Students Share Their Thoughts on Active Learning

“Learning is not a spectator sport. Students do not learn much just by sitting in class listening to teachers, memorizing prepackaged assignments, and spitting out answers. They must talk about what they are learning, write about it, relate it to past experiences, apply it to their daily lives. They must make what they learn part of themselves.”
– A. Chickering and Z.F. Gamson, “Seven principles for good practice,” AAHE Bulletin 39 (March 1987), 3-7.

Active learning, a learner-centered approach to teaching in which the responsibility for learning is placed upon the students (often working in collaboration with each other), is not new. Yet there are still many faculty who lecture almost exclusively and are convinced that active learning activities won’t work in their courses.

Some of the most frequently cited concerns about learning activities include that they take up too much class time, make it more difficult to control the class, work only in small classes, take too much time to design, and are difficult to grade.

Supporters of learner-centered teaching may counter those objections by citing a growing volume of research that supports active learning techniques. Or they may just have their students share their perspectives on active learning and what makes a learning activity effective for them.
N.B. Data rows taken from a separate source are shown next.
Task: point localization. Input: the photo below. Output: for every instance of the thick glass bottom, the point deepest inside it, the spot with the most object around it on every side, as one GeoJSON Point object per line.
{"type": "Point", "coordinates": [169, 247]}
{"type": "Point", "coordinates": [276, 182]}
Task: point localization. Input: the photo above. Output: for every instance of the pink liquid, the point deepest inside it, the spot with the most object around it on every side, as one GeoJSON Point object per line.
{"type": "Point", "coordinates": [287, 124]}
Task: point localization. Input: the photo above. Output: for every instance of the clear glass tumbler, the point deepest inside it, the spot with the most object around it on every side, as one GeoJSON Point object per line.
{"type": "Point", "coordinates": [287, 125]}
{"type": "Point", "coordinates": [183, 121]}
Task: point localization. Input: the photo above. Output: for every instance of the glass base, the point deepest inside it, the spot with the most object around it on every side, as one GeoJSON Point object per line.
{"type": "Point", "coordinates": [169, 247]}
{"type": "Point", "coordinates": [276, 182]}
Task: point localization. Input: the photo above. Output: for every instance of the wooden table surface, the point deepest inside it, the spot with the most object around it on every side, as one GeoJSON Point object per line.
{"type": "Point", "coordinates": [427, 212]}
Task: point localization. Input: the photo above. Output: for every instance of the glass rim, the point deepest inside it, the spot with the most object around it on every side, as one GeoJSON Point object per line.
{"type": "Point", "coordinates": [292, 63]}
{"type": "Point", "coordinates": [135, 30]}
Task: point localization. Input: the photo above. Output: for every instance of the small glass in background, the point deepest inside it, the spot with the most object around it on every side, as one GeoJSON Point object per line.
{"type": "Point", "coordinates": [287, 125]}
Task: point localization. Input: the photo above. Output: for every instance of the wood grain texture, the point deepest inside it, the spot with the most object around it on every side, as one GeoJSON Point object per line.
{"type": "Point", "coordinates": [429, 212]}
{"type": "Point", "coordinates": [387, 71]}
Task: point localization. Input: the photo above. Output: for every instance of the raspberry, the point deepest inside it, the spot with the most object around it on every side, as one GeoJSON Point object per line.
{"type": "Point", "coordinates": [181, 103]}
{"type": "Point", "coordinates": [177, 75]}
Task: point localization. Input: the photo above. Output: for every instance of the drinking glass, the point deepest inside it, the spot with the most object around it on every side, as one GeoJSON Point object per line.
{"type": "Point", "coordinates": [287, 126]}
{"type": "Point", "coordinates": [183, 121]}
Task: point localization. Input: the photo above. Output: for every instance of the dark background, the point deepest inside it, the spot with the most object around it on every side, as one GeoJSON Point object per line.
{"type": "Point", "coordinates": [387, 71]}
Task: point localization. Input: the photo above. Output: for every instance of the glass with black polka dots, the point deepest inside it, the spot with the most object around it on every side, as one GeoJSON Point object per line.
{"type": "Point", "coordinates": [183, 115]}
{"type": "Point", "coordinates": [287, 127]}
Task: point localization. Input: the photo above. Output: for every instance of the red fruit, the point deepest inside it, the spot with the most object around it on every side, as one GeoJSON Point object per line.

In the online seminar Active Learning That Works: What Students Think presenter Ken Alford, Ph.D. took the latter approach. Using video clips from about a dozen students from across a variety of disciplines, the associate professor at Brigham Young University allowed students to share their thoughts on active learning—what they like and why they like it. Their comments, summarized here, cover a wide spectrum, including the benefits of learning activities to:

  • Help students build connections with what they’re learning
  • Bring a change of pace to class sessions so students don’t get bored
  • Force students to participate rather than allowing them to just sit back and be spectators
  • Allow students to get to know one another
  • Open the class to different perspectives
  • Make it easier to understand and remember the material

Of course being a learner-centered teacher doesn’t mean you never lecture. Active learning and lecture are not mutually exclusive. They can, and often are, used together in the same class session.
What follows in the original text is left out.